Il contributo della Chiesa all’unità d’Italia
300 delegati si sono confrontati a Roma sul ruolo della Chiesa nella formazione dello stato italiano.
Si è chiusa la tre giorni del convegno, organizzato dal Progetto culturale sostenuto dal cardinale Ruini, dedicato a “Tradizione e progetto nei 150 anni dell’unità d’Italia”. 300 delegati a discutere e confrontarsi nelle splendide – e trascurate (dov’è la Soprintendenza? Gli affreschi stanno morendo grazie all’umidità) – sale dell’ospedale di Santo Spirito in Sassia a Roma. Dopo la prolusione del card. Bagnasco, presidente della Cei, ieri la tavola rotonda tra Giuliano Amato, presidente del comitato per le celebrazioni dell’unità, Lucio Caracciolo, direttore di Limes, Giuliano Ferrara e Dino Boffo, direttore di TV 2000.
Gli stimoli venuti dai quattro relatori sono stati interessanti, in primo luogo perché hanno dimostrato che menti lucide e libere da pregiudizi possono confrontarsi serenamente sul rapporto storico chiesa-stato così consustanziale all’Italia, nazione anche da questa prospettiva unica al mondo, per il fatto di esser la sede del papato. Analisi acuta quella di Amato: parla della necessità che fede e vita civile vivano in accordo, ossia che il credente non lasci la fede nel privato, ma porti i suoi valori nella società, sfuggendo alla separazione tra vita religiosa e vita collettiva che è eredità della storia del processo unitario nel nostro paese.

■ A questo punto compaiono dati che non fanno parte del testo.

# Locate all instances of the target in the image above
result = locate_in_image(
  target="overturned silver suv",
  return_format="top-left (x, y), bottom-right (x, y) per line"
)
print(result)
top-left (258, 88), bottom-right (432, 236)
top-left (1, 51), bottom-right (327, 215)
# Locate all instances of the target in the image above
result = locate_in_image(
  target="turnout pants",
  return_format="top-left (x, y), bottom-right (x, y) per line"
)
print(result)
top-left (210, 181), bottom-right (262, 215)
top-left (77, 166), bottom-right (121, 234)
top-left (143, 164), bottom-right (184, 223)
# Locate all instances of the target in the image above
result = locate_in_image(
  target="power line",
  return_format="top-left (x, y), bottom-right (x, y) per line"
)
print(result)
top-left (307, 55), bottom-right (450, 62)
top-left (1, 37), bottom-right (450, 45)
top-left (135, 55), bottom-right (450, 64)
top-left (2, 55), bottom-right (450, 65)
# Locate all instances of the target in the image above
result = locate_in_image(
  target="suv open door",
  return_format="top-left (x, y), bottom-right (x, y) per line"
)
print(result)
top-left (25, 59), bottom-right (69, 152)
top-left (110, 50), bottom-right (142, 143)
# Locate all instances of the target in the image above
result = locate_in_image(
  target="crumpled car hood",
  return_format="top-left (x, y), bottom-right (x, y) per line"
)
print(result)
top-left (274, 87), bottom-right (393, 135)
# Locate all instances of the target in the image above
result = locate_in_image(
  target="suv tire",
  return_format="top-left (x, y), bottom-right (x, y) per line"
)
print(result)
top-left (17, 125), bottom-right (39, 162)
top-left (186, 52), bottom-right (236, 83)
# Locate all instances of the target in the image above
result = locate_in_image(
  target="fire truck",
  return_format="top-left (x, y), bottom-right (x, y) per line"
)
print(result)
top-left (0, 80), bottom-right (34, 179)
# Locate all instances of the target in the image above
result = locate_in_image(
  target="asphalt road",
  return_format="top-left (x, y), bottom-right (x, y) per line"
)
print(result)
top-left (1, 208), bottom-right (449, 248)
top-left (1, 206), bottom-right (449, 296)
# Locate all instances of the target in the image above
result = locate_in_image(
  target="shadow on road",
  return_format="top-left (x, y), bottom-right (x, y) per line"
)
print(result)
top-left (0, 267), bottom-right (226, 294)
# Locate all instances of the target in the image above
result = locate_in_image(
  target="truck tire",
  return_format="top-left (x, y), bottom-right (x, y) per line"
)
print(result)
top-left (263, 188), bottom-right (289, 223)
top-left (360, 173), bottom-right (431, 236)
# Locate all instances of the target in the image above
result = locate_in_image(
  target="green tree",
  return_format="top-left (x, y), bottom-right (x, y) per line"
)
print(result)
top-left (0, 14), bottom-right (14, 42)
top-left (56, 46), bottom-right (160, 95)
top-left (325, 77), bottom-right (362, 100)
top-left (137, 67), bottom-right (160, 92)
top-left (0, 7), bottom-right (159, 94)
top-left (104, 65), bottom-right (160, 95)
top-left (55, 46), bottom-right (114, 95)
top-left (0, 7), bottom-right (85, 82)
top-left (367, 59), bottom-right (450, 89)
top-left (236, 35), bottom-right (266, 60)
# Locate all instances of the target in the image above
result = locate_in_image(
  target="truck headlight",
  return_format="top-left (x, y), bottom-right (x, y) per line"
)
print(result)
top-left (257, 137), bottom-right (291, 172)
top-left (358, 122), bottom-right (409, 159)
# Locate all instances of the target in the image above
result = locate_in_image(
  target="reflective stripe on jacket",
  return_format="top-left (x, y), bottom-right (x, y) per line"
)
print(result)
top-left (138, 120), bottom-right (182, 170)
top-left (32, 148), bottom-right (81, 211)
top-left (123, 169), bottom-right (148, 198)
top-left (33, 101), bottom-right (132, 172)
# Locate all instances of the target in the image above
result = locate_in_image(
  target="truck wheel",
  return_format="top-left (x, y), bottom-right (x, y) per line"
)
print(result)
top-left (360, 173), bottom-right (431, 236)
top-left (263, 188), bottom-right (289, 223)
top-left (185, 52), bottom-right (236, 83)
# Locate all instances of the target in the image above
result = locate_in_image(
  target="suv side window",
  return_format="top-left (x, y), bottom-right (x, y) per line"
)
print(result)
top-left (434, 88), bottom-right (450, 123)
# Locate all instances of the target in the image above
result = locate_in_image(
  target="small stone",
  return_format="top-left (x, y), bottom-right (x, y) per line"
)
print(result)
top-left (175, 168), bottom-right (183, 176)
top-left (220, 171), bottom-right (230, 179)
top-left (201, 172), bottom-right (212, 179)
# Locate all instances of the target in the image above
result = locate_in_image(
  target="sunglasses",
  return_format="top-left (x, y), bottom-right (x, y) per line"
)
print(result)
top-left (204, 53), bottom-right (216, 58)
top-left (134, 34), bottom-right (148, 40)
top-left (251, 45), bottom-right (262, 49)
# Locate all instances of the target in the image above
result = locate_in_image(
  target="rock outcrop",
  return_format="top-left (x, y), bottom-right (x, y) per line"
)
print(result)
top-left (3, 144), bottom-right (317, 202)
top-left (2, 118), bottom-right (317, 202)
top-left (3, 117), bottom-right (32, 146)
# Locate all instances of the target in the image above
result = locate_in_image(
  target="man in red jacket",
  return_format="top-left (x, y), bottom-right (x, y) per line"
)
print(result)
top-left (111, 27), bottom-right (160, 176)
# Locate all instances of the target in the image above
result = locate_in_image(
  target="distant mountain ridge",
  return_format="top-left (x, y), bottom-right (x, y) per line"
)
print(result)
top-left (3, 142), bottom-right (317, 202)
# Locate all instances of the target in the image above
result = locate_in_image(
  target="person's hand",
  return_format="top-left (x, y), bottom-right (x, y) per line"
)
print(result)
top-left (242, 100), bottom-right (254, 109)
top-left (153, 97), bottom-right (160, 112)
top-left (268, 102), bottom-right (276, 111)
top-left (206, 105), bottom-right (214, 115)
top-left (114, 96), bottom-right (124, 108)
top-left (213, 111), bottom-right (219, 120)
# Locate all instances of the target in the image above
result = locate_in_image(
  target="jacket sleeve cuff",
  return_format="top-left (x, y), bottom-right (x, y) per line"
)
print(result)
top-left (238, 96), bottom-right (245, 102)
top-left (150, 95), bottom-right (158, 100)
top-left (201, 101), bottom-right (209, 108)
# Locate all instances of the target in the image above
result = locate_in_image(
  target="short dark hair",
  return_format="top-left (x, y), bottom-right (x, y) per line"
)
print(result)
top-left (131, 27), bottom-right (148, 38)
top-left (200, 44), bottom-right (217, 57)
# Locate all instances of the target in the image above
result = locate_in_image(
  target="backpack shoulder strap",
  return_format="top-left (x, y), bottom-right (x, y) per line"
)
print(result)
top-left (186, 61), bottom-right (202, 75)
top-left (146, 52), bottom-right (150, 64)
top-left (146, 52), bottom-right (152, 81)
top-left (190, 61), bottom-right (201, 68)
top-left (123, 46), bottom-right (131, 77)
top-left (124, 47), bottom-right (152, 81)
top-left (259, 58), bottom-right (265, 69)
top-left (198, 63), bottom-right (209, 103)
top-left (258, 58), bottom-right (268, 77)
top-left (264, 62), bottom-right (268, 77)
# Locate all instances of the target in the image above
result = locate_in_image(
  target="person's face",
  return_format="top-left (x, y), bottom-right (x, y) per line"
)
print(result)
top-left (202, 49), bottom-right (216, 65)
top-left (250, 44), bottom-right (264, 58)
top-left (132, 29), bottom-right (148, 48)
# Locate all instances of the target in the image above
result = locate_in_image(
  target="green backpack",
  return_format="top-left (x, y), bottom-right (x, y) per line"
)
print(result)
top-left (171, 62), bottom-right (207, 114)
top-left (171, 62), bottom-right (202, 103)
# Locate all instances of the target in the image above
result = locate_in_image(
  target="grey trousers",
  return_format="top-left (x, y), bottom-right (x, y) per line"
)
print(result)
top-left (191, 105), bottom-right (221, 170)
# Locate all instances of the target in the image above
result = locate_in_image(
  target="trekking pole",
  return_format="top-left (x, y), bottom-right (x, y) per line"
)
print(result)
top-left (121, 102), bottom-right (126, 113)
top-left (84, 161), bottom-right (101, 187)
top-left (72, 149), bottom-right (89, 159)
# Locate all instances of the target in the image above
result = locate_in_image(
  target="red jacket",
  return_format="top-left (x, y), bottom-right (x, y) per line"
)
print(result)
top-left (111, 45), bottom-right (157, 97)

Insomma, occorre superare la separazione tra essere fedeli ed essere cittadini.
Caracciolo, da non credente, individua nel solipsismo, nell’individualismo che non guarda al futuro, la radice della crisi italiana. Anche il nostro sistema politico – dice – ha perso il senso dell’universalità: «abbiamo partiti subnazionali», afferma. La chiesa, essendo sia cattolica, cioè universale, e sia romana, offre una esperienza per l’Italia. L’avere il papato a Roma è un vincolo «di cui la nostra politica estera ha sofferto, ma anche una risorsa mai sfruttata dal nostro governo». «A noi interessano le ragioni sociali della chiesa», conclude Caracciolo, «il patrimonio di conoscenze e di relazioni, l’aspetto linguistico e culturale». Il pericolo per la chiesa è che rinunci in qualche modo alla sua vocazione universale favorendo chiese subnazionali: per cui forse «dalla crisi italiana anche la chiesa può imparare qualcosa».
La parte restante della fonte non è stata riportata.